They were holding back the metastatic bowel cancer tumours in my liver with targeted antibody infusions every two weeks. I was stable, but the cancer was there. We had run out of options.
A major surgery just for the sake of removing the tumours for a third time would be traumatic and pointless, because we knew they were coming back. Radiation was not possible: I’d had as much as I could.
The drugs, which were keeping the cancer at bay, would have a shelf life. I’d been warned of that. I had loved and lost so many brave friends in the bowel cancer community, I desperately hoped for a different ending to my story.
Despite the odds stacked against me, I was determined to do anything to survive; to see my children grow up above all but also to complete my personal mission as an author and investigative journalist to finish my important book on the links between processed meat and many serious health conditions, including bowel cancer.
A liver transplant was my only chance.
But even this was an extraordinary option that came from a clear, blue sky earlier in the year. A series of incredible coincidences, luck, and new, emerging treatments and research coming together to make the Austin Hospital in Melbourne push forward with changes to their liver transplant protocol, just to try to save my life.
You see, historically metastatic cancer patients haven’t been given transplants in Australia — in very few countries around the world, for that matter.
It’s very new. It worries even the surgeons. Because the livers are naturally such a precious resource they cannot risk giving them to anyone who might not be able to bear them for long, when it could give someone else an entire lifetime. They have to make strict ethical decisions.
The reason it came to pass was just before Christmas 2023 I had been told I had seven new liver tumours just before I flew to England. Thankfully, I dropped a line to a cancer friend, a young barber named Mitch, who lives in Gippsland, Victoria.

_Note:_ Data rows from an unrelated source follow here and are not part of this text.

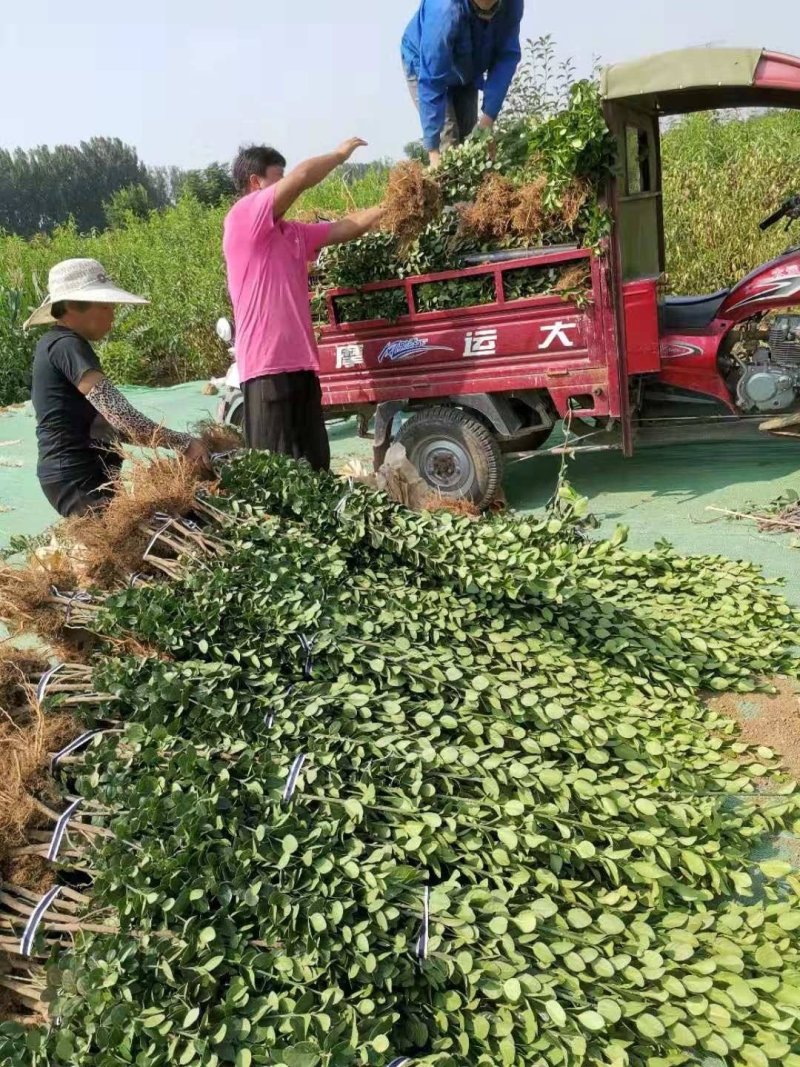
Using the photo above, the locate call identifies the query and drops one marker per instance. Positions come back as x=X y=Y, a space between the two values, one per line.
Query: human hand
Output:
x=347 y=148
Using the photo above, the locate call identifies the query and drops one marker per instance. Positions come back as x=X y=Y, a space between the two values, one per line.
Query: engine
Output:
x=767 y=370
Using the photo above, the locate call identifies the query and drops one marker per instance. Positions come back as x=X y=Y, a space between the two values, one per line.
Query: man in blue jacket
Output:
x=451 y=50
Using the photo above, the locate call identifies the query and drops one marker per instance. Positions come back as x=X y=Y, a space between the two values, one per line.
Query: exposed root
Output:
x=530 y=218
x=413 y=200
x=26 y=598
x=18 y=667
x=463 y=508
x=30 y=872
x=490 y=217
x=113 y=542
x=28 y=737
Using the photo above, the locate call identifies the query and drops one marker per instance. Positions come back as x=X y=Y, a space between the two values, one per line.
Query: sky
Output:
x=188 y=81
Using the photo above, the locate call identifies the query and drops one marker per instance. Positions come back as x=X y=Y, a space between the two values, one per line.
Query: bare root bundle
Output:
x=218 y=436
x=464 y=509
x=27 y=602
x=113 y=542
x=490 y=217
x=413 y=200
x=27 y=741
x=18 y=668
x=530 y=218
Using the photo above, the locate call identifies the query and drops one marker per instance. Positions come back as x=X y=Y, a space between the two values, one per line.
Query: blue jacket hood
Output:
x=447 y=45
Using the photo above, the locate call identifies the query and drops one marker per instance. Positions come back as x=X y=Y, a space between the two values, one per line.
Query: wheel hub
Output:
x=445 y=465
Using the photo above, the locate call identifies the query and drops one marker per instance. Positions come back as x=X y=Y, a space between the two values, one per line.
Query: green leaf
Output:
x=776 y=869
x=592 y=1020
x=649 y=1025
x=556 y=1013
x=512 y=989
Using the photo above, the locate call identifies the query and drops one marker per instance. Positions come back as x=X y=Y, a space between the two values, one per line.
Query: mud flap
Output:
x=385 y=414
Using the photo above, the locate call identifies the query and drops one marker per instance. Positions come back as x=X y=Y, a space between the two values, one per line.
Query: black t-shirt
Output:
x=69 y=445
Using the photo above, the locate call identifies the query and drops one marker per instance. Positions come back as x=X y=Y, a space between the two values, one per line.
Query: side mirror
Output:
x=224 y=331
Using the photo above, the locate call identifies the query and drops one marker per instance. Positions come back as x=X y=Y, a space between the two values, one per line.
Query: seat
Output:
x=690 y=313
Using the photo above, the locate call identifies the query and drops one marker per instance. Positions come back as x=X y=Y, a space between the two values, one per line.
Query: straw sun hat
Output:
x=79 y=280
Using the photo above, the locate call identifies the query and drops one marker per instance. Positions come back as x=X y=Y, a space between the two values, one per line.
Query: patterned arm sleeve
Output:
x=136 y=427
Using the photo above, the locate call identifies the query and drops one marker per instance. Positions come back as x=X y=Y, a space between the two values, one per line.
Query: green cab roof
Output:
x=700 y=79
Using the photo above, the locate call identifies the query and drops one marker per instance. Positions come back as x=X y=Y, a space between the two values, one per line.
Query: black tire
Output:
x=454 y=454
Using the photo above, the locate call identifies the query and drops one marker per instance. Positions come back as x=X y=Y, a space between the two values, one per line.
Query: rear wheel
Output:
x=454 y=454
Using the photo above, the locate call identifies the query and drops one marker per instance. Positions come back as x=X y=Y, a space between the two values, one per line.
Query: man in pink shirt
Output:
x=268 y=276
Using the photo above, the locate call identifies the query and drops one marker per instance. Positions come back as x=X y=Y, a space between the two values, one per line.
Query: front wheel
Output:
x=454 y=454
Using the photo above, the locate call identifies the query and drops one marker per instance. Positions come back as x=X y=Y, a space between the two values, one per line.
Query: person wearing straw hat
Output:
x=79 y=413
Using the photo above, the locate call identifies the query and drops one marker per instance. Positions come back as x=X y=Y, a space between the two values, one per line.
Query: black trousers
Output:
x=283 y=413
x=79 y=496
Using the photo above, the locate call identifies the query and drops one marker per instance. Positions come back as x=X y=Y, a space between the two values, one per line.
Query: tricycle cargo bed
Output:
x=560 y=339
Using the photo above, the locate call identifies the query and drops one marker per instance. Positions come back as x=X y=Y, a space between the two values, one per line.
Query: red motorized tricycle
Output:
x=460 y=387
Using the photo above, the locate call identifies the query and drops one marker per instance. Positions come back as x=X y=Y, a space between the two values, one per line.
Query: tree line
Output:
x=97 y=184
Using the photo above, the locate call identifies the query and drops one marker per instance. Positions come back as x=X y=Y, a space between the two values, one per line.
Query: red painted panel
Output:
x=641 y=327
x=542 y=343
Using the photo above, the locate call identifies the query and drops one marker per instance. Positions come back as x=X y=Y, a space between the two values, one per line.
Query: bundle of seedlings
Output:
x=416 y=789
x=528 y=185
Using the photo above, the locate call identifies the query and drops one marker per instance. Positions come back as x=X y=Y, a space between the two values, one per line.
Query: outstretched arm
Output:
x=354 y=225
x=309 y=174
x=131 y=424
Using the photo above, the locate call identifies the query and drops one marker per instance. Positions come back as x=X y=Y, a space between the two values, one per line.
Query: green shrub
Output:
x=722 y=176
x=15 y=354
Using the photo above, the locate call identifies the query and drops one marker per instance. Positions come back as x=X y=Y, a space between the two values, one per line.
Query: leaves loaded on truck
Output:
x=538 y=181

By chance, a few years earlier, he’d got in touch because I wrote an article during Melbourne’s stage-four lockdown about what it was like trying to also deal with stage-four cancer. It was the exact advanced bowel cancer Mitch had. He was also battling to survive with similar treatments.
For some reason, I just wanted to know how he was. ‘How’s it going?’ I wrote to him in the Instagram message. ‘How are you?’
Thankfully, he’s a young chap and quick to respond.
‘Oh, Lucie, great to hear from you. I’m amazing. I’ve just become the first man in Australia to have a liver transplant with stage-four bowel cancer.’
I nearly dropped my phone. I’d asked about transplants before many times, and was told patients like me, with my condition, weren’t candidates. It wasn’t an option. All I could say to Mitch, with some urgency, was, ‘Mitch, please tell me who your surgeon was.’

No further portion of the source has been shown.